Un film de Stéphane Demoustier.

 

 

Après La Fille au bracelet (2019), film de procès sur fond d’affaire criminelle, c’est une autre affaire, tout aussi criminelle, qui a inspiré Stéphane Demoustier pour Borgo, celle d’une surveillante de prison soupçonnée d’être impliquée dans un double assassinat ayant eu lieu à l’aéroport de Bastia-Poretta fin 2017. La sortie du film, intervenant peu avant le procès qui doit avoir lieu cet été, fait polémique. Le cinéaste se défend en affirmant avoir réalisé une œuvre de fiction s’inspirant d’une histoire vraie, comme cela est d’ailleurs indiqué sur l’écran en exergue au film.

Cela étant dit et quoi qu’il en soit de cette polémique, il convient de saluer la réalisation de haute tenue de Stéphane Demoustier : tant du point de vue du scénario que de celui de la direction d’acteurs, du choix des décors, des angles de prises de vue ou du casting, ce film se distingue et parvient, sans temps morts, à captiver du début à la fin.

Avoir confié le rôle principal du film à Hafsia Herzi s’avère être un choix des plus judicieux. L’actrice trouve ici son rôle le plus marquant depuis ses débuts au cinéma. En surveillante de prison, partagée entre son métier, sa famille et ses relations avec des individus compromettants, elle est non seulement crédible mais idéale.

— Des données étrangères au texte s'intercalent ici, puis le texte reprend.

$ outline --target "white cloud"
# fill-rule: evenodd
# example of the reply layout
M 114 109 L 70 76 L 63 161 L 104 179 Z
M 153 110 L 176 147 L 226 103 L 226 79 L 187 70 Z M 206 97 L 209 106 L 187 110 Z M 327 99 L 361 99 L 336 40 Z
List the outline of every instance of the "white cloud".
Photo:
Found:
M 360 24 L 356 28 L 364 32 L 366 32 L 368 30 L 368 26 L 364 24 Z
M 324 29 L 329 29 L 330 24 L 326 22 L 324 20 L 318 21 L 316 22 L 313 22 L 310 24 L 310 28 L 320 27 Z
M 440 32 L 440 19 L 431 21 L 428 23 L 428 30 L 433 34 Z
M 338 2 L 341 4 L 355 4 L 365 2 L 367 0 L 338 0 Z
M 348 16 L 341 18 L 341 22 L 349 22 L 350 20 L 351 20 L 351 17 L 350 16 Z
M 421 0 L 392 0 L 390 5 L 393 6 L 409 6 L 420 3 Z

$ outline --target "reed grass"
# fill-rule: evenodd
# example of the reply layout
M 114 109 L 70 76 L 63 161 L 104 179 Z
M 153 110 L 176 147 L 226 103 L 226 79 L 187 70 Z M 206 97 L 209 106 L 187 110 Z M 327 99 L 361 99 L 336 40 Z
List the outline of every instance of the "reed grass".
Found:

Mélissa (c’est le prénom d’Hafsia Herzi à l’écran) est mariée avec Djibril (Moussa Mansaly) et mère de deux filles. Après avoir été surveillante à la prison de Fleury-Mérogis, elle est nommée en Corse et doit travailler désormais à la prison de Borgo, au sud de Bastia, dans une unité regroupant des détenus de longue durée bénéficiant d’un régime de faveur, les cellules de leur unité étant ouvertes durant la journée. Mélissa sait se faire apprécier des détenus qui lui ont donné le surnom d’Ibiza, d’après une chanson de Julien Clerc. Elle leur distribue volontiers des paquets de cigarettes (contre rémunération).

Arrivés en Corse, Mélissa, son mari et même leurs enfants découvrent rapidement que la vie y est gouvernée par des règles tacites et que le racisme n’y est pas rare. Djibril en est aussitôt la cible, ses relations avec ses voisins ne tardent pas à dégénérer. Or, un jour, après avoir reçu la visite d’individus peu amènes, voilà qu’un voisin irascible se change en quelqu’un d’aimable. Mélissa apprend bientôt de la bouche d’un détenu que c’est lui qui a fait intervenir ses « amis » afin de réfréner les ardeurs xénophobes du voisin. Mélissa accepte cette « protection », sans se rendre compte qu’elle vient de mettre le petit doigt dans un engrenage qui risque de l’impliquer tout entière.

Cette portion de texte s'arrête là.